Portanto, as nossas sanções têm um alcance limitado, mas não são inócuas. Mas as sanções não são uma política, fazem parte de uma política. E, naturalmente, o nosso relacionamento com a Rússia, não se pode limitar ao "eu sanciono-te e tu sancionas-me".
Temos que fazer três coisas com a Rússia: temos que a conter, nos momentos em que sua atitude é agressiva, como no caso da Crimeia e da Ucrânia; temos que a fazer recuar, recusando os seus comportamentos por desinformação; mas também temos que nos relacionar com a Rússia. Temos problemas que não podemos resolver sozinhos, como a questão do Ártico, as alterações climáticas, o abastecimento energético, a situação no Cáucaso, na Síria ou na Líbia. A Rússia é um grande vizinho e não vai desaparecer. Temos que fazer estas três coisas: conter, rechaçar e participar naqueles temas em que estamos interessados em fazê-lo.
A chamada "diplomacia de vacinas" por parte de Moscovo altera esse seu quadro?

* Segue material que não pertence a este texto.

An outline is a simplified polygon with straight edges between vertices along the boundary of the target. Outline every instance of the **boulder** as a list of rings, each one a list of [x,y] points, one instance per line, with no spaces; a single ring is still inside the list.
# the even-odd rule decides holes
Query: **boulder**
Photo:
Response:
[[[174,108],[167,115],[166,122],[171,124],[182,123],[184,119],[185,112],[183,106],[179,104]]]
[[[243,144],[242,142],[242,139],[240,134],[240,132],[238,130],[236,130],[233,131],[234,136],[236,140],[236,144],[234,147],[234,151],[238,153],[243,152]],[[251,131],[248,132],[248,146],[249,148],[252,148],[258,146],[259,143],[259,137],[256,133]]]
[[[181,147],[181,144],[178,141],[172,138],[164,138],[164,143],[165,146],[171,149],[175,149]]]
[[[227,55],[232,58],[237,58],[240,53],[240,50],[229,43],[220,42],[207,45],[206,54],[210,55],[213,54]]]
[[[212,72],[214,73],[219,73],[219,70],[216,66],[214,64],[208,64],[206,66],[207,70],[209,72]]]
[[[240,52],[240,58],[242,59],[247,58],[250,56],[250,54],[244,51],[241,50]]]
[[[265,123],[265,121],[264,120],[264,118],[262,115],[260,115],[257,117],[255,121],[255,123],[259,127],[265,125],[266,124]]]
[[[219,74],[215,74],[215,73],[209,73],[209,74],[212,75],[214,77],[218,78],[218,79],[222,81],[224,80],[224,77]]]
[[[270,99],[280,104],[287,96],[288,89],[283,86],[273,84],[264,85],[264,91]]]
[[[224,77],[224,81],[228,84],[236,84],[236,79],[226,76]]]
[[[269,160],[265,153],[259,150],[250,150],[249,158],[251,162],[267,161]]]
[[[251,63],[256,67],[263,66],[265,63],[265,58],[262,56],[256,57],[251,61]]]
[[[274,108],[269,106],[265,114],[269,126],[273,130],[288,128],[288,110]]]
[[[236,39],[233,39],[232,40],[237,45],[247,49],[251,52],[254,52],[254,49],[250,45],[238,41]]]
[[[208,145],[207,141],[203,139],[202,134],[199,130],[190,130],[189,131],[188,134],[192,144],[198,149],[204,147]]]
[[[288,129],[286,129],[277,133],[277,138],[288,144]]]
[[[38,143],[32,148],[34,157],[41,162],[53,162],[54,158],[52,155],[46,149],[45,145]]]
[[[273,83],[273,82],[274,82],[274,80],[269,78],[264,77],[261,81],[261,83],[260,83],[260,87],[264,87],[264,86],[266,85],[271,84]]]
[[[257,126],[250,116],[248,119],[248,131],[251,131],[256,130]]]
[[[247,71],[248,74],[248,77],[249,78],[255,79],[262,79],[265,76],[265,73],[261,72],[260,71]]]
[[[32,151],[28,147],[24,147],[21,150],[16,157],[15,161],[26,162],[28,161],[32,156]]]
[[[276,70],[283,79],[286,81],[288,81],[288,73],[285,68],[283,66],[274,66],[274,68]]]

A Rússia e China utilizaram a sua vacina como um instrumento de política externa. Também o fizeram anteriormente com as máscaras e vimos como camiões russos circularam pelo norte da Itália com faixas dizendo "Da Rússia com amor, aqui estamos a trazer as máscaras que eles não querem ou não têm”.

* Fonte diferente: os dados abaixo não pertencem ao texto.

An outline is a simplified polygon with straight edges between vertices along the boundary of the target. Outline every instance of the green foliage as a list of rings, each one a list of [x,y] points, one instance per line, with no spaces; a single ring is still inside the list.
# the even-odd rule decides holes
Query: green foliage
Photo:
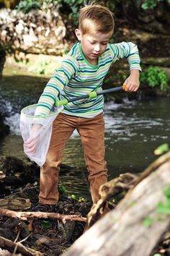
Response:
[[[158,2],[160,1],[166,1],[167,3],[170,3],[170,0],[145,0],[144,2],[142,4],[141,7],[143,9],[154,9]]]
[[[159,202],[157,207],[157,213],[159,214],[170,214],[170,184],[166,186],[163,192],[166,197],[164,203]]]
[[[168,143],[163,143],[156,148],[154,150],[155,155],[161,155],[170,150]]]
[[[16,7],[18,11],[22,11],[24,13],[29,12],[31,9],[38,9],[40,7],[40,1],[36,0],[22,0]]]
[[[50,221],[41,221],[40,228],[42,229],[48,229],[52,227],[52,223]]]
[[[42,5],[47,8],[48,4],[56,4],[57,1],[57,0],[21,0],[16,9],[28,13],[32,9],[40,9]]]
[[[28,71],[33,72],[36,74],[48,74],[48,65],[49,61],[35,61],[35,65],[28,68]]]
[[[166,91],[169,87],[167,76],[160,67],[156,66],[150,66],[146,71],[142,72],[140,81],[150,87],[158,87],[161,91]]]
[[[166,197],[165,202],[158,202],[156,208],[157,216],[153,218],[149,216],[146,217],[143,221],[143,226],[148,228],[154,221],[161,221],[162,215],[170,215],[170,184],[166,185],[162,192]],[[160,218],[161,217],[161,218]]]

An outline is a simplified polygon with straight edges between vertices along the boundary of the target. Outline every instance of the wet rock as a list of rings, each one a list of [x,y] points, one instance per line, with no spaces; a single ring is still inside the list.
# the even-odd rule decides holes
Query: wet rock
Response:
[[[1,56],[0,56],[1,58]],[[0,114],[0,140],[9,133],[9,127],[4,123],[4,119]]]

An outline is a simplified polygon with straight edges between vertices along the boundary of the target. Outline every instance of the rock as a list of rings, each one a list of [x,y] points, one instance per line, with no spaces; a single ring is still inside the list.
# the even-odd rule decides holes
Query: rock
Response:
[[[4,67],[6,60],[6,52],[4,49],[0,48],[0,80],[2,77],[2,71]]]
[[[68,46],[56,4],[27,14],[3,9],[0,17],[0,40],[9,51],[60,55]]]
[[[9,133],[9,127],[4,123],[4,120],[0,114],[0,139]]]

Isto faz parte da lógica com a qual estes países desenvolvem as suas relações exteriores. Alguns países europeus foram pedir vacinas à Rússia. E eu também disse a Moscovo: se a vacina russa cumpre os controlos da Agência Europeia de Medicamentos, bem-vinda seja essa vacina. O mundo precisa de vacinas, quantas mais existam, melhor.
O que a Europa nunca fará é usar as vacinas como instrumento de pressão, como quem diz " se não te comportas como eu quero, não terás a minha vacina". Pelo contrário, nós, europeus, exportamos para fora da Europa tantas vacinas quantas as que demos à nossa população. Os Estados Unidos fizeram zero exportações. O Reino Unido teve zero exportações.
A Europa está a ser solidária ou ingénua quando exporta vacinas que lhe faziam falta?
As empresas europeias assinaram acordos para vender vacinas no estrangeiro. Na medida em que cumpram as condições dos contratos que assinaram connosco, podem fazê-lo. Mas chegou um momento em que começámos a pensar que era preciso vigiar as exportações, não proibi-las, para ter certeza de que a exportação não é feita em detrimento de nós. Se tem um contrato comigo, primeiro cumpre esse contrato. Acontece é que começaram a criticar-nos dizendo que nós, europeus, estávamos a impedir as exportações. É bastante curioso, não? Porque somos os que mais exportamos. Não podemos ser criticados por exportarmos e não exportarmos, das duas uma.